Instant loan supported Finland over the recession

In an article published in an interview with Olli Rehn, which dealt extensively with the post-financial crisis debt growth. In the interview, Rehn highlighted the correlation between the rise of the recession and household indebtedness. Now it has finally been said by someone.

The role of instant messengers, consumer credit and credit cards as drivers of growth has been obvious. The same trend of indebtedness can be seen in our western neighbor Sweden. In both countries, household indebtedness has been strong in recent years.

“- The indebtedness of Finnish households is at a record level when used as a measure of debt relative to annual income. At the turn of the millennium, debt was well over 60 percent, now 128 percent, ”says Olli Rehn.

Household incomes are increasingly being used as housing costs


Low-income people are, of course, the first to feel the increase in fixed costs. However, suction in growth centers is often achieved through large housing company loans. New homes are traded for a small fee and for the first two years of repayment leave. After two years, the loan management costs are already quite high in an average 400k USD apartment.

Everyday expenses and purchases will be financed by credit cards and interest-bearing financing options in your wallet. Bank loans and credit cards are in the pipeline, additional spending is ultimately financed by instant loans and instant loans. Anything else goes towards financing the increased standard of living.

The equation cannot stand the setbacks to the personal income that everyone had to experience in bad years. Weak financial years were spent on hand-to-mouth and closing gaps in credit cards and consumer credit. At the same time, the dollar area was revived by central banks.

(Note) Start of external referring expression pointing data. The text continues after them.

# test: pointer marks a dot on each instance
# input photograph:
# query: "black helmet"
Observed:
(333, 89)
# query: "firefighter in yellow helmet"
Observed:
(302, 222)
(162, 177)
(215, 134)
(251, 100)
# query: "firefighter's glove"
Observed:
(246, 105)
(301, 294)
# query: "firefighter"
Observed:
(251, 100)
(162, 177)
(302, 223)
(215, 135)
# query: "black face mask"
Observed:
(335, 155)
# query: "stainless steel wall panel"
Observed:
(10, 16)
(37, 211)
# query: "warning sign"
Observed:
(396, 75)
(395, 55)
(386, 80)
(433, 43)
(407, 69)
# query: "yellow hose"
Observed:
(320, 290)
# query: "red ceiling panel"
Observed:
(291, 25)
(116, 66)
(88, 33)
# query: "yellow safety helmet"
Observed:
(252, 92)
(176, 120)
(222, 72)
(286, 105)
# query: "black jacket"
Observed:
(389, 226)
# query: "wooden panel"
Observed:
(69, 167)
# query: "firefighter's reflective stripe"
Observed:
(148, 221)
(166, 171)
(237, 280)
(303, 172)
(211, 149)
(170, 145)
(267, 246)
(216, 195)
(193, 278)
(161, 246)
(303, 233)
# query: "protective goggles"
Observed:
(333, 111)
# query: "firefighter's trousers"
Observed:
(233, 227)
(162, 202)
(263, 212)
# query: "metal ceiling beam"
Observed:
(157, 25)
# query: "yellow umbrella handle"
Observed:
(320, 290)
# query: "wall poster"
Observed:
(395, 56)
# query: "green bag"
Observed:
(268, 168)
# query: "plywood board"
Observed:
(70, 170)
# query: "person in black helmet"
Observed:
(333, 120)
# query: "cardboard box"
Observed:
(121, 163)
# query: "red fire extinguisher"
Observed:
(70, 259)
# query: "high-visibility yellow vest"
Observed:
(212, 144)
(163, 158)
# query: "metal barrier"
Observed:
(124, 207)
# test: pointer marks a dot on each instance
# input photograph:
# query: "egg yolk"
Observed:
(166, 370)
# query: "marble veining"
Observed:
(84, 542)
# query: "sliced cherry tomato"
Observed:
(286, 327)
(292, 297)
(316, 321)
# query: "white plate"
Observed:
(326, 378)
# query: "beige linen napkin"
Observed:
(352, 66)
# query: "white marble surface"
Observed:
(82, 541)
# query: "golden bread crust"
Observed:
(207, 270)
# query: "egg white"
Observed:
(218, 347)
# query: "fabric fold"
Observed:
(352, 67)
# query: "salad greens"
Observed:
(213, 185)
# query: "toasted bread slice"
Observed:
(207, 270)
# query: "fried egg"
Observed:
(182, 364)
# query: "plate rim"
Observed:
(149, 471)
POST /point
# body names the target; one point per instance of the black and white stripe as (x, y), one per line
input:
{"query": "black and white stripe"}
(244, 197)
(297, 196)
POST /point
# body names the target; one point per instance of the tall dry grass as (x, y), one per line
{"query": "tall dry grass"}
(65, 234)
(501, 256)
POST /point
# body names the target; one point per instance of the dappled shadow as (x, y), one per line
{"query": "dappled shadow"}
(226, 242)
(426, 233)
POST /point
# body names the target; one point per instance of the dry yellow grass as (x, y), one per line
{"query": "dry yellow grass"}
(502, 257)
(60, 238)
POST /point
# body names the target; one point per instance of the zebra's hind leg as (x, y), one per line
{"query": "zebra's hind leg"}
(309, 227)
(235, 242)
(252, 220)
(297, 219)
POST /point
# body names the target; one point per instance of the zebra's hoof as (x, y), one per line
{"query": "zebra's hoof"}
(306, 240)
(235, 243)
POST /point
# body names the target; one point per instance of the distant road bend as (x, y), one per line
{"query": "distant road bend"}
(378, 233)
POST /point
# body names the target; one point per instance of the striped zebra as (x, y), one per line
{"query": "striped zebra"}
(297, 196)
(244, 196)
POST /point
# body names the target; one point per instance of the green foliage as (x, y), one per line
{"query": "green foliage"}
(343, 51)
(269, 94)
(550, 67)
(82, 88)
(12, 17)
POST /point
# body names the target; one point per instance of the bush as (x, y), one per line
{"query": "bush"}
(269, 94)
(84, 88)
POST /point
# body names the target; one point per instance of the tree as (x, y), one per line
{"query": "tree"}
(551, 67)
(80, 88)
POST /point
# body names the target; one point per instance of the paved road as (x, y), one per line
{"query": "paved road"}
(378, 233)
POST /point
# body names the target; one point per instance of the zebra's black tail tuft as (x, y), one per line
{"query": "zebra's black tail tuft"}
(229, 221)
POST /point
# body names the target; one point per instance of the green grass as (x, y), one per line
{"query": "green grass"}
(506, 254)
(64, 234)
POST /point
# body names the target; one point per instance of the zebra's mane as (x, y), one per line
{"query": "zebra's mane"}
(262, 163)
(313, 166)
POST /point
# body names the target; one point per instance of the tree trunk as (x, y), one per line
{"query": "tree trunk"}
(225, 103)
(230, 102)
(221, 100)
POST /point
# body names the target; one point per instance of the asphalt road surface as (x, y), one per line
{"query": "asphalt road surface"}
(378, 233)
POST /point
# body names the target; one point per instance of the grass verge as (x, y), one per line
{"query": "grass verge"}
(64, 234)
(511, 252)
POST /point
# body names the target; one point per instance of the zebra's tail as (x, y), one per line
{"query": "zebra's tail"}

“The stimulative monetary policy has been justified in order to avoid a deep recession and deflation. One had to realize that it had its own consequences. The challenge now is to ensure that households are able to properly assess their borrowing capacity. ”

“- The biggest concern is that mortgage loans are used to market new homes at a relatively low cost. In a few year’s time, a single-family will be able to pay off both full financial consideration and substantially higher interest rates. ”

Without a positive credit record

Without a positive credit record

The problem will escalate with the coming recession. And it’s already at hand. The gradual rise in dollar area interest rates, coupled with weak Finnish competitiveness, will continue to cause labor market shocks. These shocks will continue to shake debtors in an unprecedented way. Accustomed housing prices are at risk when you have to give up a home that is too expensive, dictated by necessity.

The debt burden can trigger a domino effect that goes to the heart of banks through the housing and mortgage markets. Big mortgages can peel off the junk that shakes the banking sector. The Good Finance banks and the housing market are linked through financing. Indeed, this time the financial crisis can start with private households.